Take Out and Classification Take-Aways: Federal Court in California Finds Food Delivery Drivers Are Independent Contractors

In the first federal court in California to issue a rule on classification of gig-economy workers, the Northern District of California recently concluded that restaurant delivery drivers are properly classified as independent contractors instead of employees under California law.

In Lawson v. Grubhub, Inc., No. 15-cv-05128-JSC (N.D. Cal. Feb. 8, 2018), Plaintiff Raef Lawson worked as a restaurant delivery driver for Grubhub for four months in late 2015 and early 2016.  Grubhub is part of the growing gig-economy, connecting diners to local restaurants through its internet food ordering app.  Lawson brought his claims both in an individual capacity and as a representative action pursuant to the California Private Attorney General Act (PAGA).  The critical question before the court was whether Lawson was an employee or an independent contractor.
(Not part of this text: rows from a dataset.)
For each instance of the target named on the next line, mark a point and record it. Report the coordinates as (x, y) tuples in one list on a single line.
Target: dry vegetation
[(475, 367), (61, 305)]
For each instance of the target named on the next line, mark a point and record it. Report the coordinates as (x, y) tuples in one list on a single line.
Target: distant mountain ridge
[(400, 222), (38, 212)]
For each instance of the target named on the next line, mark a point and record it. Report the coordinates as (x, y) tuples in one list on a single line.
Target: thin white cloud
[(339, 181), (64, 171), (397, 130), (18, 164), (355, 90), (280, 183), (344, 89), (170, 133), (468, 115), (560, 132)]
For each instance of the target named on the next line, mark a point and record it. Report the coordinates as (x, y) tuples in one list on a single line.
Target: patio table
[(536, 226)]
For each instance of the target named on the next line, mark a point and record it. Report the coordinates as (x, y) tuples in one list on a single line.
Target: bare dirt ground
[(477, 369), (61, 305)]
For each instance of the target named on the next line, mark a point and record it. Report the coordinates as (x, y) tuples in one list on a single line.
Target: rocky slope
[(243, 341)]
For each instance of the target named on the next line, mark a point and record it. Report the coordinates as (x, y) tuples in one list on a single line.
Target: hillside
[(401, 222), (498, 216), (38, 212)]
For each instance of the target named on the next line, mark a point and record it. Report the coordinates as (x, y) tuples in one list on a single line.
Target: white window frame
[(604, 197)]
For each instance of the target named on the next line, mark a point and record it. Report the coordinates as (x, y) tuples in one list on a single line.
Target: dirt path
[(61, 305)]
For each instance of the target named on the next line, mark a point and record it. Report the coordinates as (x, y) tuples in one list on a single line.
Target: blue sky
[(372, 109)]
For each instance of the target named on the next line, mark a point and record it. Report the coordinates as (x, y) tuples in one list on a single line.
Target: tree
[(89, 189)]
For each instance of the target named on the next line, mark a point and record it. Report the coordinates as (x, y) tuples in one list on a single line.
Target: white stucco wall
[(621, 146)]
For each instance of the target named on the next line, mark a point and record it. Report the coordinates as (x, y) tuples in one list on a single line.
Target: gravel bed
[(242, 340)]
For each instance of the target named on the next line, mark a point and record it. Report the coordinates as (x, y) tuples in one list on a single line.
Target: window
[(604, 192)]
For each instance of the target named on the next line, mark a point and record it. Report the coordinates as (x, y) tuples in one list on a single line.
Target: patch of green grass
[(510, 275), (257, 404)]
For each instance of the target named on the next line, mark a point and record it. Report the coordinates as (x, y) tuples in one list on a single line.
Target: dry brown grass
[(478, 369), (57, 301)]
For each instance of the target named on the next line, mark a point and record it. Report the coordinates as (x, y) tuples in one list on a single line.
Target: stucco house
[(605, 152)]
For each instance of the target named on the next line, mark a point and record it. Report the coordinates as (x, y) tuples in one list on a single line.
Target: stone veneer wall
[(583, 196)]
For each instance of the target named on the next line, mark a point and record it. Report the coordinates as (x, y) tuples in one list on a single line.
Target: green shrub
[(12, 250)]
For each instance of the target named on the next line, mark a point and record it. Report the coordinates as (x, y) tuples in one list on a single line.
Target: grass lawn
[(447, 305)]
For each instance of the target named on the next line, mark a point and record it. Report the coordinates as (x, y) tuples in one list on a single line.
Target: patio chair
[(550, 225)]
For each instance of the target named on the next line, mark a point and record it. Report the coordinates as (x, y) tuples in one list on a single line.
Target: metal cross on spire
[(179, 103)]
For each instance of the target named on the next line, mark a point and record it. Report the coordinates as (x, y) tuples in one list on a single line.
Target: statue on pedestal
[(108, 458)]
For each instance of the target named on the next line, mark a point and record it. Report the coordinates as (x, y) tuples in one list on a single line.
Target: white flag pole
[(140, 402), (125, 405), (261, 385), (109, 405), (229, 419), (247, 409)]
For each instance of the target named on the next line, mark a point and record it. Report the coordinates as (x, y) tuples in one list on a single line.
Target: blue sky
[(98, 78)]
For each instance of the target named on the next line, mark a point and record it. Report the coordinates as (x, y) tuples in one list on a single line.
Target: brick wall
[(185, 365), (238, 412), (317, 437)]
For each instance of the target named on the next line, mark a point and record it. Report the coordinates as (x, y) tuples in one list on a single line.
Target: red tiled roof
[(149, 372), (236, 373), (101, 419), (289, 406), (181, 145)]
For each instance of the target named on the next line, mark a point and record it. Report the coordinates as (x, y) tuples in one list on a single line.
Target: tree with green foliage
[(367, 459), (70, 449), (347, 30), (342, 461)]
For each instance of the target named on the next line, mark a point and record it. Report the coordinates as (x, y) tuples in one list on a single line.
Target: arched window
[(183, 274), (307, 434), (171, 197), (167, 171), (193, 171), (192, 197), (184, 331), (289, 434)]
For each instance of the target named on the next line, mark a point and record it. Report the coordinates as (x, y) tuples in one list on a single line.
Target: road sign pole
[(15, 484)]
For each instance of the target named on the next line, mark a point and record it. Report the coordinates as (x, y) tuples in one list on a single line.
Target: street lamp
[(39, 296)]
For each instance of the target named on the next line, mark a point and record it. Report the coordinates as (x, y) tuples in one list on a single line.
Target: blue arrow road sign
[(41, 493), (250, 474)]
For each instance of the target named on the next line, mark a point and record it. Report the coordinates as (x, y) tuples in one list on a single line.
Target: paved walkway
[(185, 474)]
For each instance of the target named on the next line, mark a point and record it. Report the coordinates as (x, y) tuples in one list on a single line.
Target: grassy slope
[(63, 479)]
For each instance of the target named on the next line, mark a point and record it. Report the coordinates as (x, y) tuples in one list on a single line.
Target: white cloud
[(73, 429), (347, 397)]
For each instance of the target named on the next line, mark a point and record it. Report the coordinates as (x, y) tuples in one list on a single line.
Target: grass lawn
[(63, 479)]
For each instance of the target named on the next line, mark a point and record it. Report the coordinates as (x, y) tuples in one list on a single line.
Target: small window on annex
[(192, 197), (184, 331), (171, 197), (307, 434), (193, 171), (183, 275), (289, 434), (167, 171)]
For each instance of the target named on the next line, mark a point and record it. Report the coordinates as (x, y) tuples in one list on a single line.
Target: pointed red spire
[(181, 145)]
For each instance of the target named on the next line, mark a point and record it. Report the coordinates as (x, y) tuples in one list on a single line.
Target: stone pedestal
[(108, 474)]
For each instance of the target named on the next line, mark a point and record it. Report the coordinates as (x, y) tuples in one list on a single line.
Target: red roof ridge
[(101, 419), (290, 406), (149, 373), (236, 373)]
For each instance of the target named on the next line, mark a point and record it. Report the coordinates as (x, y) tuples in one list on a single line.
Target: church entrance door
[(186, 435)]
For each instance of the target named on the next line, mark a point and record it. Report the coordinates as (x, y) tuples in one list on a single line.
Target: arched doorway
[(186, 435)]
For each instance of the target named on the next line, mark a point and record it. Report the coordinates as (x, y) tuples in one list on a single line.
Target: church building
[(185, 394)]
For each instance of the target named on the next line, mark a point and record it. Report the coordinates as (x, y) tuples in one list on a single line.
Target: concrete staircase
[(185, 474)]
To determine Lawson’s employment status, the court applied the multi-factor test set forth in S.G. Borello & Sons, Inc. v. Department of Industrial Relations, 48 Cal.3d 341 (1989).  The test concerns the primary question of “whether the person to whom service is rendered has the right to control the manner and means of accomplishing the result desired.”  Id. at 350.  The test also considers the following secondary factors: “(a) whether the one performing services is engaged in a distinct occupation or business; (b) the kind of occupation, with reference to whether, in the locality, the work is usually done under the direction of the principal or by a specialist without supervision; (c) the skill required in the particular occupation; (d) whether the principal or the worker supplies the instrumentalities, tools, and the place of work for the person doing the work; (e) the length of time for which the services are to be performed; (f) the method of payment, whether by the time or by the job; (g) whether or not the work is a part of the regular business of the principal; and (h) whether or not the parties believe they are creating the relationship of employer-employee.”  Id. at 351.
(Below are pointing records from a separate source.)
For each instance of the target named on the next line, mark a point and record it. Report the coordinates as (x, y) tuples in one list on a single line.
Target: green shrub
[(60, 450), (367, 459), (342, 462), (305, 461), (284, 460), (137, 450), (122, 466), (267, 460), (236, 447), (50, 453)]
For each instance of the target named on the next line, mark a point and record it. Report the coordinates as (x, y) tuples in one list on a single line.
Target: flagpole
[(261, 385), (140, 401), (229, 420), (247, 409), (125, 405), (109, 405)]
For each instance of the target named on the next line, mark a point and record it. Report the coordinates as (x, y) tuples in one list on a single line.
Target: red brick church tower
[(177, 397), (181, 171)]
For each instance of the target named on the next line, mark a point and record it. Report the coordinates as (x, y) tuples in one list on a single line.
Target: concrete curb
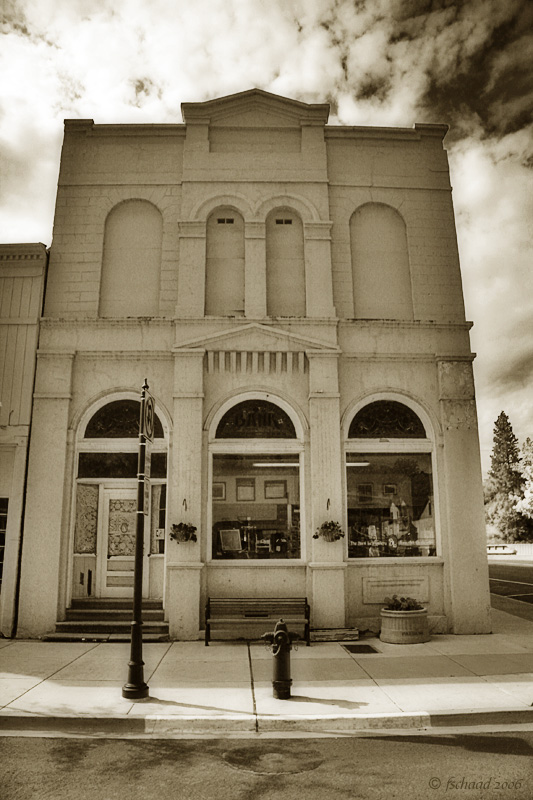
[(161, 725)]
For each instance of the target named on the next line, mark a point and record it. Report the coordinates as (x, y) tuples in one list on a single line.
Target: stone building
[(22, 275), (291, 291)]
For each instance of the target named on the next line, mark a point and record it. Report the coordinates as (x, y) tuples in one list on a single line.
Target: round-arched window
[(108, 457), (389, 483), (255, 488)]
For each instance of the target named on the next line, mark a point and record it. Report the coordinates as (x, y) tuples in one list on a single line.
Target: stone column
[(327, 565), (318, 271), (183, 561), (465, 549), (191, 270), (255, 270), (44, 525), (13, 533)]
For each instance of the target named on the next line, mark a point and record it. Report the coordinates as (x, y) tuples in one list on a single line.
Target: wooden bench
[(232, 612)]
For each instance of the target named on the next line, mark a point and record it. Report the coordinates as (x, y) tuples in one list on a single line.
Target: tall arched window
[(380, 264), (106, 502), (389, 483), (285, 264), (224, 282), (255, 488), (131, 264)]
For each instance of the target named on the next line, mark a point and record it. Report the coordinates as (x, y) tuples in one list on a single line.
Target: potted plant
[(183, 532), (404, 621), (331, 531)]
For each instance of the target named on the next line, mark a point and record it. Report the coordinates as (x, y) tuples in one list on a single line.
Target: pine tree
[(504, 487), (505, 459)]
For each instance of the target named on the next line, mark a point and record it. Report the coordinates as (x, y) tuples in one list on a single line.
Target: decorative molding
[(456, 380), (254, 362), (318, 230), (192, 229), (459, 414)]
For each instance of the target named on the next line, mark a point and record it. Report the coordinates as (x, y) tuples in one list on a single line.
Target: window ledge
[(398, 560)]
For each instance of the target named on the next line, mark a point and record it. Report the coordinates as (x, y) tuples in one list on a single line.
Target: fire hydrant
[(281, 643)]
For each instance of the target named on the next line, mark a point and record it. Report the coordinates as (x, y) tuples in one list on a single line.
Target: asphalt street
[(512, 580), (487, 766)]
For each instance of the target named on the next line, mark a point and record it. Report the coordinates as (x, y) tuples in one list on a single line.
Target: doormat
[(360, 648)]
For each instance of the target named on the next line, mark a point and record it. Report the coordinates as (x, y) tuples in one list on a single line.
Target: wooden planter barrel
[(404, 627)]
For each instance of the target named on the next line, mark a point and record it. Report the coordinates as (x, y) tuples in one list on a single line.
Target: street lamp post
[(136, 688)]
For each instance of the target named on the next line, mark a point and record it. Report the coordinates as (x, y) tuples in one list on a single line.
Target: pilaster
[(44, 523), (191, 271), (468, 568), (255, 270), (183, 565), (327, 567)]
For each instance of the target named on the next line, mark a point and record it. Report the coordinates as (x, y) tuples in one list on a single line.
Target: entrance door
[(116, 546)]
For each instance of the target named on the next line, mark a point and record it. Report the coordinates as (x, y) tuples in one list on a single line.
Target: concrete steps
[(98, 619)]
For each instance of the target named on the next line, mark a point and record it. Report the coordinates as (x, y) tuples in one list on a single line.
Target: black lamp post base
[(133, 691)]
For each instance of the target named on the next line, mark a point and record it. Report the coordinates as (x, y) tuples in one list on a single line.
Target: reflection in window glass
[(256, 507), (390, 505), (118, 465)]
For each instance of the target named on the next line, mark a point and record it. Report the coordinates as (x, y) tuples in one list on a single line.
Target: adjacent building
[(291, 291), (22, 277)]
In applying the Borello test, the court primarily focused on the element of control, concluding that Grubhub exercised little control over the details of Lawson’s work.  Grubhub did not control the mode of transportation he used to make the deliveries, did not require Lawson to wear a uniform, did not require Lawson to undergo training or orientation, did not control who could accompany Lawson during deliveries, and did not control whether and when Lawson worked, or for how long.  The only components Grubhub did control were the rates Lawson would be paid, the availability and length of time blocks for driver selection, and the geographic boundaries of the delivery zones.  In analyzing the secondary factors, the court found that some circumstances favored an employer/employee relationship: Lawson’s work was part of Grubhub’s regular business, the work was low-skilled, Lawson was not engaged in a distinct delivery business of which Grubhub was a client, and Grubhub’s method of payment (paying Lawson an hourly minimum-wage).  However, on balance, the court found that the other secondary factors weighed in favor of independent contractor classification.  After applying the Borello test, the court found that Lawson was indeed an independent contractor during the four months he performed delivery services for Grubhub.

Order Take-Aways:

  • Win for gig-economy employers: This is a big win for Grubhub and gig-economy employers.  The opinion also provides helpful guidance for companies with similar practices to use in assessing whether employees and independent contractors are properly classified.
  • Not one-size-fits-all:  Gig-economy employers that impose more stringent requirements on their workers should review the opinion in applying their classification analysis.  For example, Grubhub did not require Lawson to wear a uniform or undergo training.  Gig-economy employers concerned with classification issues should consider whether they too share this hands-off approach, or whether this hands-off approach is even feasible for their business model.
  • Change on the horizon: The California Supreme Court is expected to clarify California law with respect to the distinction between independent contractors and employees in Dynamex Operations West, Inc. v. Super. Ct. of Los Angeles Cty.  The Court is reviewing whether a wage-and-hour class action alleging worker misclassification can be certified based on the IWC definition of employee, or whether control should fall to the common law Borello test applied here in LawsonOral arguments were held on February 6, 2018 and the Court did not seem concerned about the possibility of having multiple legal tests in play for different wage-and-hour issues.  The decision should be issued in 60 to 75 days.